Files
test/intern/cycles/util/math_float2.h
Sergey Sharybin 30b962b3d8 Cycles: Optimize 3d and 4d noise
The goal is to reduce the affect of the fmod() used in the noise code,
which was initially reported in the comment:

    https://projects.blender.org/blender/blender/pulls/119884#issuecomment-1258902

Basic idea is to benefit from SIMD vectorization on CPU.

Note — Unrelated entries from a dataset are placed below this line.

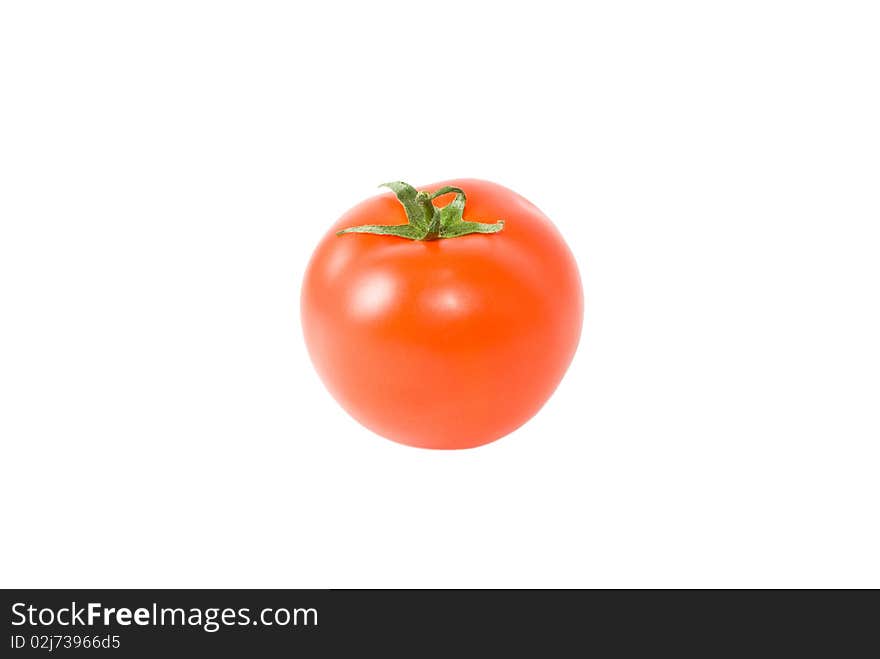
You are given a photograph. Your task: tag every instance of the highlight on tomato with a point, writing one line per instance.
(444, 317)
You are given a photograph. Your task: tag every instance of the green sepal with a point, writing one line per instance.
(424, 220)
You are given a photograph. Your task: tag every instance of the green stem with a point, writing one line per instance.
(424, 220)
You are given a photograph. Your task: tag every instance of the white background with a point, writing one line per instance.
(166, 169)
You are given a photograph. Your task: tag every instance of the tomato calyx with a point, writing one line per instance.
(424, 220)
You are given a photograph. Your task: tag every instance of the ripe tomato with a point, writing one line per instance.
(442, 342)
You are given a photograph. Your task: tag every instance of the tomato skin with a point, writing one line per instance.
(450, 343)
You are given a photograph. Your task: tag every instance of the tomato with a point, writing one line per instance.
(437, 332)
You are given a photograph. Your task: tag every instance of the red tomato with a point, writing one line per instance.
(447, 343)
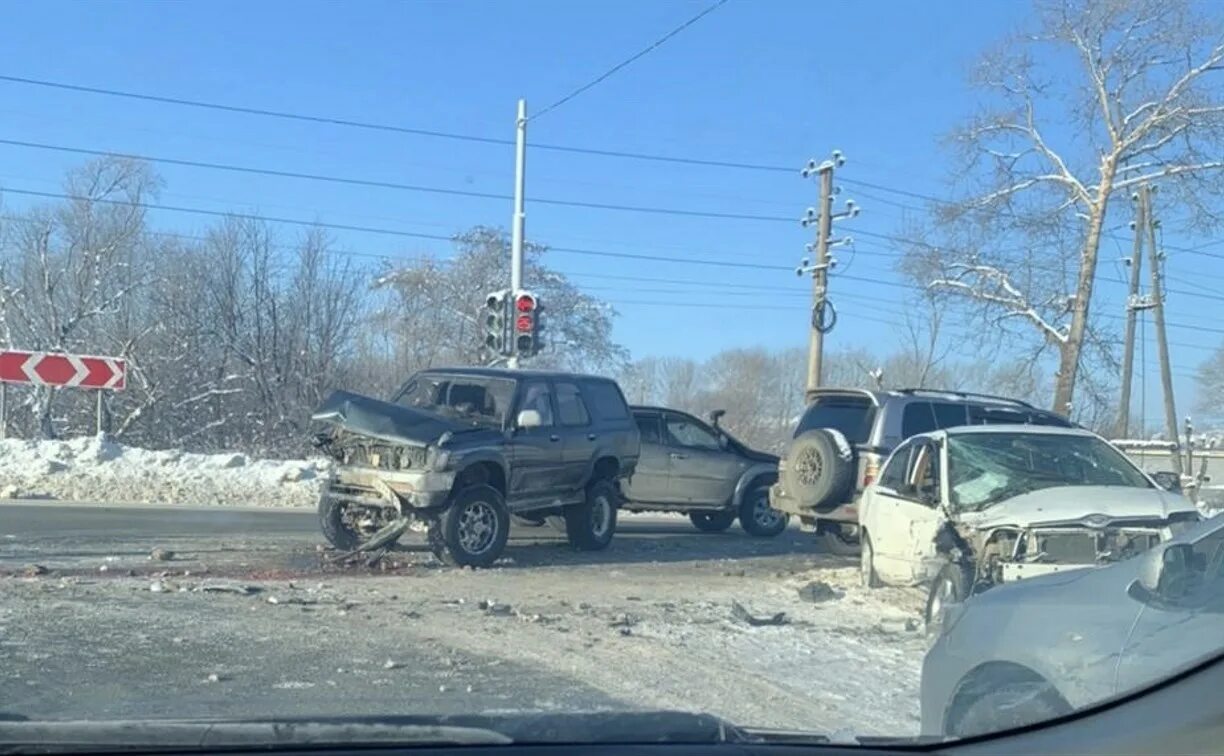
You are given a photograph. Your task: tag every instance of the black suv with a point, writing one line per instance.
(701, 471)
(845, 436)
(463, 449)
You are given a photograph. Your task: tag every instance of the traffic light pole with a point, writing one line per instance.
(520, 169)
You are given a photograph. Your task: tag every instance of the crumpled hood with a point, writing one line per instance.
(383, 420)
(1070, 503)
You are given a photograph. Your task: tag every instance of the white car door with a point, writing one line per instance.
(907, 513)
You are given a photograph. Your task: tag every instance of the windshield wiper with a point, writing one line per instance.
(147, 735)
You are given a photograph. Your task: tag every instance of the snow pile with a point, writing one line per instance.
(97, 469)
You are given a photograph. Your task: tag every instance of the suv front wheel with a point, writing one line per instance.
(590, 525)
(473, 530)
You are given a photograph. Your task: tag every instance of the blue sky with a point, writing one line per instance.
(758, 81)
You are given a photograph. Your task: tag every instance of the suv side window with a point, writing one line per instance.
(648, 426)
(536, 395)
(570, 406)
(684, 432)
(894, 476)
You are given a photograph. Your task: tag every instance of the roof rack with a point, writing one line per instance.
(993, 398)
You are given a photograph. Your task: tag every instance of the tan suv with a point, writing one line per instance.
(845, 436)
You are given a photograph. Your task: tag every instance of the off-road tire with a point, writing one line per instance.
(1006, 707)
(957, 581)
(867, 563)
(590, 525)
(755, 521)
(835, 540)
(712, 521)
(817, 472)
(331, 519)
(459, 536)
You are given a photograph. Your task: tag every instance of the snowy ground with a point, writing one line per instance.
(96, 469)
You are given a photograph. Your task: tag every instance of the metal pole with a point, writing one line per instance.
(820, 279)
(1170, 412)
(520, 168)
(1132, 306)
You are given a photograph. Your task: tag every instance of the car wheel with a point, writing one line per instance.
(758, 518)
(711, 521)
(840, 538)
(590, 525)
(819, 470)
(951, 585)
(473, 530)
(867, 564)
(1009, 706)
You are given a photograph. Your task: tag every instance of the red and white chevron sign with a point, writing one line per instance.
(69, 371)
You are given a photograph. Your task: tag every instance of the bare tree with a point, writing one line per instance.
(1145, 108)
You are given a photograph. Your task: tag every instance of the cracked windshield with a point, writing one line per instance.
(840, 384)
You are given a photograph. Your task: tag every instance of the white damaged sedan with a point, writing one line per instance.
(972, 507)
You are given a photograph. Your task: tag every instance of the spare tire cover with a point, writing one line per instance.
(819, 470)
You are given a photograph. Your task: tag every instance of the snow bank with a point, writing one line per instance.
(97, 469)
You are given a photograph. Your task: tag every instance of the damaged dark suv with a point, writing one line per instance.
(459, 450)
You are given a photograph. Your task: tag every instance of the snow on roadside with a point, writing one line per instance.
(97, 469)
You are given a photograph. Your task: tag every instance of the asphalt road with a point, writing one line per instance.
(100, 630)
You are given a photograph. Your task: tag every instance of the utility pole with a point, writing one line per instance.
(824, 316)
(520, 168)
(1134, 305)
(1154, 258)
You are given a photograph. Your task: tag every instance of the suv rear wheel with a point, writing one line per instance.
(590, 525)
(757, 516)
(473, 530)
(819, 470)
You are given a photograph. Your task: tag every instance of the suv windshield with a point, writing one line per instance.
(475, 398)
(850, 415)
(984, 469)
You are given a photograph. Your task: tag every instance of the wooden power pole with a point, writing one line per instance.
(1154, 258)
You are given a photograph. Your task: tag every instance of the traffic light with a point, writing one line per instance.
(526, 323)
(496, 308)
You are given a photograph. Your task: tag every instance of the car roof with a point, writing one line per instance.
(1014, 428)
(513, 374)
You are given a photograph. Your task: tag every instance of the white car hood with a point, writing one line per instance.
(1072, 503)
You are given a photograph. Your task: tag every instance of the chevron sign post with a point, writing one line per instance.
(60, 370)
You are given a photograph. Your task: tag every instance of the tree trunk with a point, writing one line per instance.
(1071, 349)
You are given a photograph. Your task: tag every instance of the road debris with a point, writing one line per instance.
(818, 591)
(742, 614)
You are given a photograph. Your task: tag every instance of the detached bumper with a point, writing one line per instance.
(393, 488)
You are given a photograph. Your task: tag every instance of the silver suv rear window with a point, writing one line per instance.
(850, 415)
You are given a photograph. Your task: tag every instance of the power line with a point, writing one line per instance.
(716, 263)
(393, 185)
(632, 59)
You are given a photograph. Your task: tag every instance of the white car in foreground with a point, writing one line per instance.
(972, 507)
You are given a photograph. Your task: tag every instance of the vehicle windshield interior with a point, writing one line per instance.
(984, 469)
(469, 398)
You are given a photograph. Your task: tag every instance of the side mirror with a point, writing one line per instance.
(529, 418)
(1168, 571)
(1168, 480)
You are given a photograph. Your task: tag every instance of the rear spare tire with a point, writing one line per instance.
(819, 470)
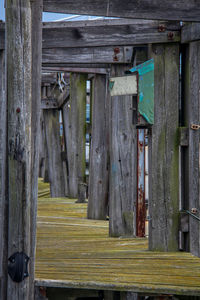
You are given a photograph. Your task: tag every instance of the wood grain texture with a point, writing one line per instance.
(164, 162)
(192, 156)
(74, 122)
(3, 178)
(98, 166)
(19, 97)
(190, 32)
(107, 33)
(181, 10)
(74, 252)
(55, 164)
(36, 18)
(92, 55)
(123, 153)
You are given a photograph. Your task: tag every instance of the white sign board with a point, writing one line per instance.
(124, 85)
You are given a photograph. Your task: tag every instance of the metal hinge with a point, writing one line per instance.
(195, 126)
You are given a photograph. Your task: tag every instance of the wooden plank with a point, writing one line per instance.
(74, 122)
(19, 97)
(190, 32)
(36, 21)
(55, 165)
(91, 55)
(108, 33)
(191, 166)
(162, 10)
(123, 153)
(3, 179)
(163, 151)
(123, 85)
(78, 253)
(79, 70)
(98, 166)
(105, 32)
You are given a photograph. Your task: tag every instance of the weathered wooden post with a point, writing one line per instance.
(191, 156)
(3, 202)
(164, 151)
(98, 169)
(23, 79)
(123, 163)
(53, 142)
(74, 121)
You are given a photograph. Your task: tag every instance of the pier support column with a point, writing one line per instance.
(164, 151)
(23, 64)
(74, 121)
(191, 156)
(123, 163)
(98, 167)
(53, 143)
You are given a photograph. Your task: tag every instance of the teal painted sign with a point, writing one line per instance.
(146, 90)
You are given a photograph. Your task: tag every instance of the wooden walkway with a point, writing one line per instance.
(77, 253)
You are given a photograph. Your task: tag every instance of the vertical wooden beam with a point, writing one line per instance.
(74, 121)
(36, 39)
(191, 94)
(163, 150)
(3, 181)
(21, 223)
(123, 163)
(98, 169)
(55, 164)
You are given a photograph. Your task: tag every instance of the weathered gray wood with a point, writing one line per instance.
(123, 153)
(55, 164)
(79, 70)
(87, 55)
(190, 32)
(144, 9)
(19, 97)
(3, 179)
(104, 33)
(191, 157)
(163, 150)
(98, 166)
(36, 18)
(74, 124)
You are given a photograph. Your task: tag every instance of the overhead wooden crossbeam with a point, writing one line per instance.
(142, 9)
(92, 55)
(105, 33)
(108, 33)
(190, 32)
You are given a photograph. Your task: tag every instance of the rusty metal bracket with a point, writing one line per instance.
(195, 126)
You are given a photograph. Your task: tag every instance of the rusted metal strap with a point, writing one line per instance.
(195, 126)
(191, 214)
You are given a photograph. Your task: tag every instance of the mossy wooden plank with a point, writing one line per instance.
(77, 252)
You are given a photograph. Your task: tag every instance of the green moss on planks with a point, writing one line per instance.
(75, 252)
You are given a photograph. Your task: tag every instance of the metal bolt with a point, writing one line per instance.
(116, 50)
(170, 36)
(161, 28)
(194, 210)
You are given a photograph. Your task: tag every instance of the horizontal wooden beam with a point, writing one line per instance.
(109, 33)
(78, 70)
(112, 32)
(182, 10)
(93, 55)
(190, 32)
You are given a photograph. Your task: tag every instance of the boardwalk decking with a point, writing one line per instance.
(77, 253)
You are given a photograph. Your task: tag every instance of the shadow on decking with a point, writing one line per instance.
(74, 252)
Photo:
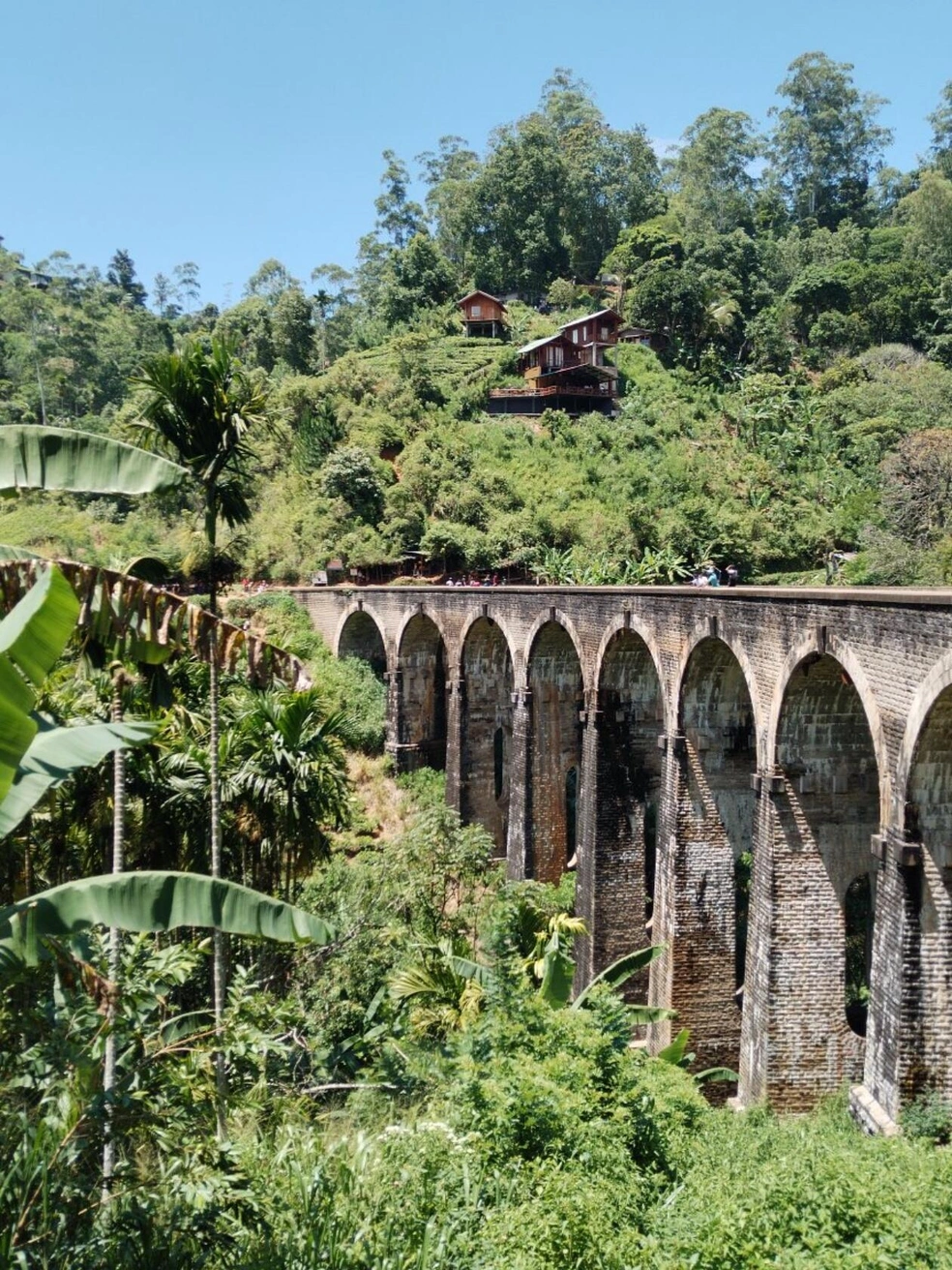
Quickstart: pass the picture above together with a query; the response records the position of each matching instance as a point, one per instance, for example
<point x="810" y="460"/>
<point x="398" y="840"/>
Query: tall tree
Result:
<point x="448" y="173"/>
<point x="515" y="214"/>
<point x="200" y="408"/>
<point x="710" y="173"/>
<point x="122" y="275"/>
<point x="398" y="216"/>
<point x="826" y="142"/>
<point x="940" y="121"/>
<point x="187" y="284"/>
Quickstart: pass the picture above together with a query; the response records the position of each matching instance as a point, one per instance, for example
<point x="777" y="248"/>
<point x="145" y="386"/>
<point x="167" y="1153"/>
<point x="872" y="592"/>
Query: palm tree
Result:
<point x="289" y="781"/>
<point x="199" y="409"/>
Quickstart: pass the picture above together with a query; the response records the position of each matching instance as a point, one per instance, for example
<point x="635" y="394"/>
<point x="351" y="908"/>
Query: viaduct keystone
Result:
<point x="759" y="778"/>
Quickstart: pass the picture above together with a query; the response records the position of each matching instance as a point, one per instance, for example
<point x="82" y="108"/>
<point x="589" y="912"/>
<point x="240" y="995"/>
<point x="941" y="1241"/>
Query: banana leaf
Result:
<point x="53" y="756"/>
<point x="39" y="457"/>
<point x="150" y="900"/>
<point x="619" y="972"/>
<point x="32" y="636"/>
<point x="676" y="1053"/>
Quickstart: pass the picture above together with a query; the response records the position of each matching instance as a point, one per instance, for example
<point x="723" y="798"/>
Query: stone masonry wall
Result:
<point x="833" y="771"/>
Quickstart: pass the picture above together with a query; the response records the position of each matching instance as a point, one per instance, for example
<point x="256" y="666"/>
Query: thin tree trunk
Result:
<point x="114" y="937"/>
<point x="221" y="1075"/>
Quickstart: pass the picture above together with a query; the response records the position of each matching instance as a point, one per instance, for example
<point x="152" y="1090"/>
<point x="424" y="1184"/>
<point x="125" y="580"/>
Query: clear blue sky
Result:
<point x="228" y="133"/>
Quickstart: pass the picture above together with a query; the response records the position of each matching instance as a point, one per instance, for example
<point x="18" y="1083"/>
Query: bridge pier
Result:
<point x="517" y="849"/>
<point x="545" y="707"/>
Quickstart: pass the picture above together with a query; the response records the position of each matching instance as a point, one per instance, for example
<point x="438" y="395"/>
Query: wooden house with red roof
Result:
<point x="566" y="371"/>
<point x="483" y="316"/>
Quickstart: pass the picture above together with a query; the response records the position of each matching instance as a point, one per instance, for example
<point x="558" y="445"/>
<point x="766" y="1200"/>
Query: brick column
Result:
<point x="664" y="913"/>
<point x="394" y="724"/>
<point x="456" y="688"/>
<point x="894" y="1038"/>
<point x="796" y="1044"/>
<point x="585" y="884"/>
<point x="756" y="1022"/>
<point x="518" y="863"/>
<point x="703" y="933"/>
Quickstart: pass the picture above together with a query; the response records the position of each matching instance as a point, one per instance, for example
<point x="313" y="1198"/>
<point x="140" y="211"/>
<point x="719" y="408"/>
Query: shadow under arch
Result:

Tested on Linux i9-11900K and macOS on M2 Ultra, in both cases performance
after this change is very close to what it could be with the fmod() commented
out (the call itself, `p = p + precision_correction`).

On macOS the penalty of fmod() was about 10%, on Linux it was closer to 30%
when built with GCC-13. With Linux builds from the buildbot it is more like 18%.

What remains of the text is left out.